You need about a million threads (!) to really get a modern GPU cranking.

Rendering Graphics with CUDA, and Branch Divergence

Key idea: parallelism across pixels.
CUDA is doing SIMD-style branches internally (branch divergence == GPU's SIMD vector width).

Macros in NASM and C

Key idea: macro = string replacement. Lets you arbitrarily change language syntax.

#define SQUARE(n)   ((n)*(n))   /* parenthesis make it so SQUARE(5+5) works right */
#define DO_STUFF() do { stuff(); } while(0)    /* the do / while is so DO_STUFF(); works inside an "if" statement */
#define MAKE_STUDENT(firstname,lastname) void run_##firstname##lastname(void) { std::cout<<"Hi!
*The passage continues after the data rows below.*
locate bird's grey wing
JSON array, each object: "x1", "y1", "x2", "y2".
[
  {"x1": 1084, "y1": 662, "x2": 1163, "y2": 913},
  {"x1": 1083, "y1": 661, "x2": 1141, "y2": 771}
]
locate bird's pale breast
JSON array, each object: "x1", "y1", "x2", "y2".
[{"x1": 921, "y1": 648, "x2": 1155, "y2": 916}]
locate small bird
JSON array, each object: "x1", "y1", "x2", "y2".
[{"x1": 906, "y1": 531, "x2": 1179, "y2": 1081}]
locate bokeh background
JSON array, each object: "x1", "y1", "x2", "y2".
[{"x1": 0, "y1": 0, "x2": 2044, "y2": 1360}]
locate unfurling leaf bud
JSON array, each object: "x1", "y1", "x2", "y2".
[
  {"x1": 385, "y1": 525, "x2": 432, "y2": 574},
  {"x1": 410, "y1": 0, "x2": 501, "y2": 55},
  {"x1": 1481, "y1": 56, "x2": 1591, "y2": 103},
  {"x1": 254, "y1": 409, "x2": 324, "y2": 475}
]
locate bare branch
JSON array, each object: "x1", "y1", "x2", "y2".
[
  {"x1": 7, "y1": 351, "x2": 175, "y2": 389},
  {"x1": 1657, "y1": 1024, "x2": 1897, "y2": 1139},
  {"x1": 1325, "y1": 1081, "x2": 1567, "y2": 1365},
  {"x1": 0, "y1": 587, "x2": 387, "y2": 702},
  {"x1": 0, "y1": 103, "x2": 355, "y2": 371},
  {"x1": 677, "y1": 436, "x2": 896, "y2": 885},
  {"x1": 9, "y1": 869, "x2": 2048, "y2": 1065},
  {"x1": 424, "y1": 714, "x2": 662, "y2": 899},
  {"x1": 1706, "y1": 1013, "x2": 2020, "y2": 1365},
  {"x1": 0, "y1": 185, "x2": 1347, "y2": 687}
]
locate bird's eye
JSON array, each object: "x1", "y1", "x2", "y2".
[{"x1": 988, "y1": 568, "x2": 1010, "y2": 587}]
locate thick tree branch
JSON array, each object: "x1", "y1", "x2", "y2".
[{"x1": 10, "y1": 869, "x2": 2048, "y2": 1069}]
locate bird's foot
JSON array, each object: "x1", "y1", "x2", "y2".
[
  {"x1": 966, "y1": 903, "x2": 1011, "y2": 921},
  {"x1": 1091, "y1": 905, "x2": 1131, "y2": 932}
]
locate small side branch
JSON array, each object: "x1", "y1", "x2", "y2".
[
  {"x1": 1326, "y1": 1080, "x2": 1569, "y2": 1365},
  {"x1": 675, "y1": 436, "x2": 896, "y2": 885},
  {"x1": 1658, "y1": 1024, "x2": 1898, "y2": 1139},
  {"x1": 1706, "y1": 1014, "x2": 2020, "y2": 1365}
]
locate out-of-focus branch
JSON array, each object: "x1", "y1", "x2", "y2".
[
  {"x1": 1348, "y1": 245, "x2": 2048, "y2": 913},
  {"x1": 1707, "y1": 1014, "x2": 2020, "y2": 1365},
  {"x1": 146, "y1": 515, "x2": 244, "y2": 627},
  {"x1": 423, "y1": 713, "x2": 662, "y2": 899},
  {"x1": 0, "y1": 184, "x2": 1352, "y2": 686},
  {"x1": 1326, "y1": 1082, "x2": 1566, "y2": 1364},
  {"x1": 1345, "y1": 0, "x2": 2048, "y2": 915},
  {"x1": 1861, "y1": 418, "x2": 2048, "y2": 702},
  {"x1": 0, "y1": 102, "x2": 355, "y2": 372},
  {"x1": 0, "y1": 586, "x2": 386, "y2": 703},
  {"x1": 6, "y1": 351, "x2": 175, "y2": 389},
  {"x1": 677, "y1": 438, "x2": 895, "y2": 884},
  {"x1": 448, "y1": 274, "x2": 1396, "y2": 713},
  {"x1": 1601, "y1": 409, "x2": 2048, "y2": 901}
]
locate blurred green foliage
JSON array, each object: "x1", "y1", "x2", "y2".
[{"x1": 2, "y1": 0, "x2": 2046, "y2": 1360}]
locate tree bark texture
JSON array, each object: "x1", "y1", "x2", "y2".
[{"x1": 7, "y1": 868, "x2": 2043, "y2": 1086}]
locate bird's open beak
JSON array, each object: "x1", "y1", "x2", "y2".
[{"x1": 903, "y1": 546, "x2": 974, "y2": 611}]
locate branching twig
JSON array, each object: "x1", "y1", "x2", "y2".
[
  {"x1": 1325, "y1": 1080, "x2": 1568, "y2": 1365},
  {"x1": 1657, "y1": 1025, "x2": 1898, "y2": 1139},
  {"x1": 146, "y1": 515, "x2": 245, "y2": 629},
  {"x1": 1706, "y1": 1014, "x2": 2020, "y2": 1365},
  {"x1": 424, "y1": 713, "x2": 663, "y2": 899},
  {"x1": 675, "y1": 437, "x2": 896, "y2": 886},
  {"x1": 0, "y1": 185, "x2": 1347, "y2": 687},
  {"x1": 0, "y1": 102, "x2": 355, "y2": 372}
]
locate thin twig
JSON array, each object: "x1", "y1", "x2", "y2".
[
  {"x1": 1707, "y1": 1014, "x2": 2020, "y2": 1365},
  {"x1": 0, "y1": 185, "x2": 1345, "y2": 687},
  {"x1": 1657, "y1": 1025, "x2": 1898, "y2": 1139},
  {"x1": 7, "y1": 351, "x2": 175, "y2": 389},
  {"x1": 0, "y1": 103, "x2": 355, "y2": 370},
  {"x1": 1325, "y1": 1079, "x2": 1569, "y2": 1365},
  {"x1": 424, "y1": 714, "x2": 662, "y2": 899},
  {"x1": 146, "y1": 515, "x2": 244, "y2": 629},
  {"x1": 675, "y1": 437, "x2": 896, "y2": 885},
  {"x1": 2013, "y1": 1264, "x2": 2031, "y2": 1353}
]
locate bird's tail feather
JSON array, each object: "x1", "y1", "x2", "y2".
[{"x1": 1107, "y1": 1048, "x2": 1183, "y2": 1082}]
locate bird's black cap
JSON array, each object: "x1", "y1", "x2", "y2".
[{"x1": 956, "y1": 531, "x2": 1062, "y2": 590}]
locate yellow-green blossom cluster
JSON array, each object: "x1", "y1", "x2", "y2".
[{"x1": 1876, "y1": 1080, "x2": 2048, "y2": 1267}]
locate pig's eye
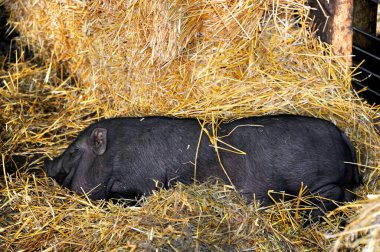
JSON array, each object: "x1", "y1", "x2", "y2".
[{"x1": 69, "y1": 147, "x2": 80, "y2": 156}]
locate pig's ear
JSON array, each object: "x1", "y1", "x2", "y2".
[{"x1": 89, "y1": 128, "x2": 107, "y2": 155}]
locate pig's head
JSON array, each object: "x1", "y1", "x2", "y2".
[{"x1": 44, "y1": 127, "x2": 111, "y2": 199}]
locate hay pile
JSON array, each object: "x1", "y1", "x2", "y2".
[{"x1": 1, "y1": 0, "x2": 379, "y2": 250}]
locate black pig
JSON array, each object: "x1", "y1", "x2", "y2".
[{"x1": 45, "y1": 115, "x2": 360, "y2": 215}]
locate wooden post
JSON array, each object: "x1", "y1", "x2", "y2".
[{"x1": 307, "y1": 0, "x2": 353, "y2": 67}]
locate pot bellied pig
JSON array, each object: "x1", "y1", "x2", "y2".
[{"x1": 45, "y1": 115, "x2": 361, "y2": 216}]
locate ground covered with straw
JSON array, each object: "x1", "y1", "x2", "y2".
[{"x1": 1, "y1": 0, "x2": 380, "y2": 251}]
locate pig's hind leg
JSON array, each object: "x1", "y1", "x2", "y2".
[{"x1": 308, "y1": 184, "x2": 348, "y2": 221}]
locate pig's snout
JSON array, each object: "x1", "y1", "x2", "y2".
[
  {"x1": 44, "y1": 159, "x2": 53, "y2": 176},
  {"x1": 44, "y1": 158, "x2": 61, "y2": 177}
]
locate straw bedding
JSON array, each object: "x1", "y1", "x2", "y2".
[{"x1": 0, "y1": 0, "x2": 379, "y2": 250}]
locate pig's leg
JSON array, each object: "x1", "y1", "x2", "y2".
[{"x1": 309, "y1": 184, "x2": 346, "y2": 220}]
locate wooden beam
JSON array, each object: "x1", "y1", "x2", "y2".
[{"x1": 307, "y1": 0, "x2": 353, "y2": 65}]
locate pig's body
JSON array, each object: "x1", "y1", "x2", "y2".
[{"x1": 45, "y1": 115, "x2": 360, "y2": 216}]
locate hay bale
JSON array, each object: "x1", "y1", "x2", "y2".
[
  {"x1": 330, "y1": 196, "x2": 380, "y2": 251},
  {"x1": 0, "y1": 0, "x2": 380, "y2": 250},
  {"x1": 0, "y1": 0, "x2": 359, "y2": 116}
]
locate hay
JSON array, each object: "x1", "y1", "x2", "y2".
[
  {"x1": 1, "y1": 0, "x2": 362, "y2": 116},
  {"x1": 1, "y1": 0, "x2": 380, "y2": 250},
  {"x1": 330, "y1": 196, "x2": 380, "y2": 251},
  {"x1": 0, "y1": 173, "x2": 353, "y2": 251}
]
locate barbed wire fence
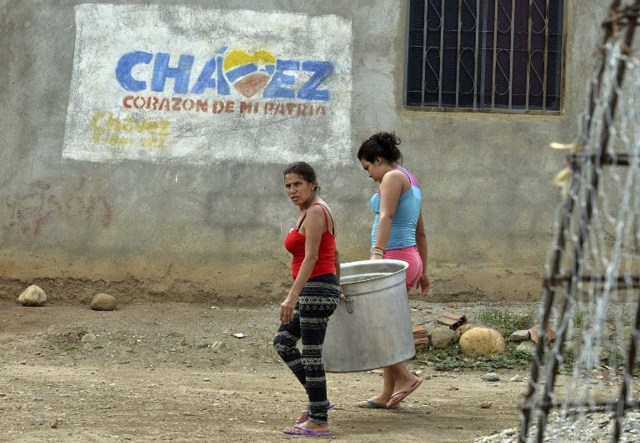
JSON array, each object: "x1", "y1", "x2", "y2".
[{"x1": 519, "y1": 1, "x2": 640, "y2": 442}]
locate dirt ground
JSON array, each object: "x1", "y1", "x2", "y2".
[{"x1": 0, "y1": 298, "x2": 541, "y2": 443}]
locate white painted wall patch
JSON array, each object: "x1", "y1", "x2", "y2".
[{"x1": 64, "y1": 5, "x2": 352, "y2": 164}]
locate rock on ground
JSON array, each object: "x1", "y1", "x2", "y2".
[
  {"x1": 460, "y1": 327, "x2": 505, "y2": 357},
  {"x1": 18, "y1": 285, "x2": 47, "y2": 307},
  {"x1": 90, "y1": 293, "x2": 117, "y2": 311}
]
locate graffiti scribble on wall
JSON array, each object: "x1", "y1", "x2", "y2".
[
  {"x1": 6, "y1": 177, "x2": 113, "y2": 238},
  {"x1": 63, "y1": 5, "x2": 352, "y2": 164}
]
I'm "<<#firstname<<"\n"; }

Systems programming: registration

Key idea: store a table of function pointers, add and look up functions from the table at runtime.

Used to implement registration in the OS, make fast switch statements, build fast interpreters, etc.

Systems programming: system calls

Key idea: directly talk to operating system using what is essentially a special kind of crash. ("syscall" or "int 0x80" instruction)

Syscalls are important for understanding the machine's security boundaries: they're the dividing line between user space (no rights) and kernel space (all the rights).

Memory Map manipulation with mmap

Key idea: your program's virtual memory shows the real physical memory indirectly, via the OS-built page table.

This lets your program put memory at any address you choose, and lets the OS lazily load parts of your program.

ARM Assembly Intro & Machine Code

Similarities to x86: instructions exist, registers exist
Differences with x86: variable-length instructions (RISC vs CISC), names and uses of registers (r0 plays role of rdi and rax), mechanics of function call (lr vs call)

ARM: focused on efficient use of silicon and energy
x86: focused on maximum single-threaded performance
GPU: focused on maximum many-thread performance

Embedded Systems programming & Raspberry Pi GPIO Pins

Key idea: control physical hardware from software by setting GPIO register values in memory.